Arzul

Personal information
- Full name: Sebastião Martins Oliveira Júnior
- Date of birth: 7 February 1972 (age 53)
- Place of birth: Santos, Brazil
- Position(s): Goalkeeper

Youth career
- Portuguesa Santista
- 1984–1990: Juventus

Senior career*
- Years: Team / Apps / (Gls)
- 1990–1995: Juventus
- 1996: Paulista
- 1997: Guarujá
- 1998–1999: Santos (futsal)

Managerial career
- 2009–2024: Santos (goalkeeping coach)

= Arzul =

Brazilian footballer and goalkeeping coach (born 1972)

Sebastião Martins Oliveira Júnior (born 7 February 1972), commonly known as Arzul, is a Brazilian football coach and former player who played as a goalkeeper.

==Career==
Born in Santos, São Paulo, Arzul represented Portuguesa Santista and Juventus-SP as a youth; initially a centre forward, he was converted into a goalkeeper after arriving late to a training session. After impressing in his new position, he was nicknamed Arzul due to his physical likeness to Julio César Arzú, a goalkeeper of Honduras in the 1982 FIFA World Cup.

Arzul made his senior debut with Juventus in 1990, also playing in the year's Série B. He subsequently played for Paulista and Guarujá before switching to futsal.
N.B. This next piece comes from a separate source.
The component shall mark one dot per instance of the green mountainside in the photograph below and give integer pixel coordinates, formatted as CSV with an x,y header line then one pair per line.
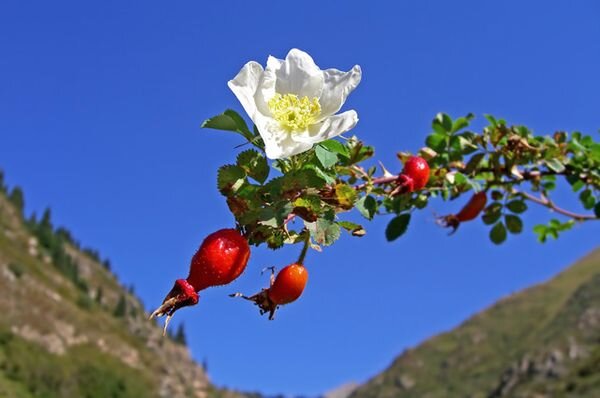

Arzul joined Santos' futsal side in 1998, and started his coaching career in the following year, being a goalkeeping coach of the youth futsal categories. He retired in 2000 after knee injuries, and moved back to football under the same coaching role.

Arzul was promoted as the main squad's goalkeeping coach in 2009 by head coach Vanderlei Luxemburgo. In 2020, after completing 22 years in the club, he was inducted to be included in the club's Wall of Fame, painted in the outside of the CT Rei Pelé, where other club idols were included.

On 3 January 2025, Arzul was dismissed from Santos after more than 20 years of service.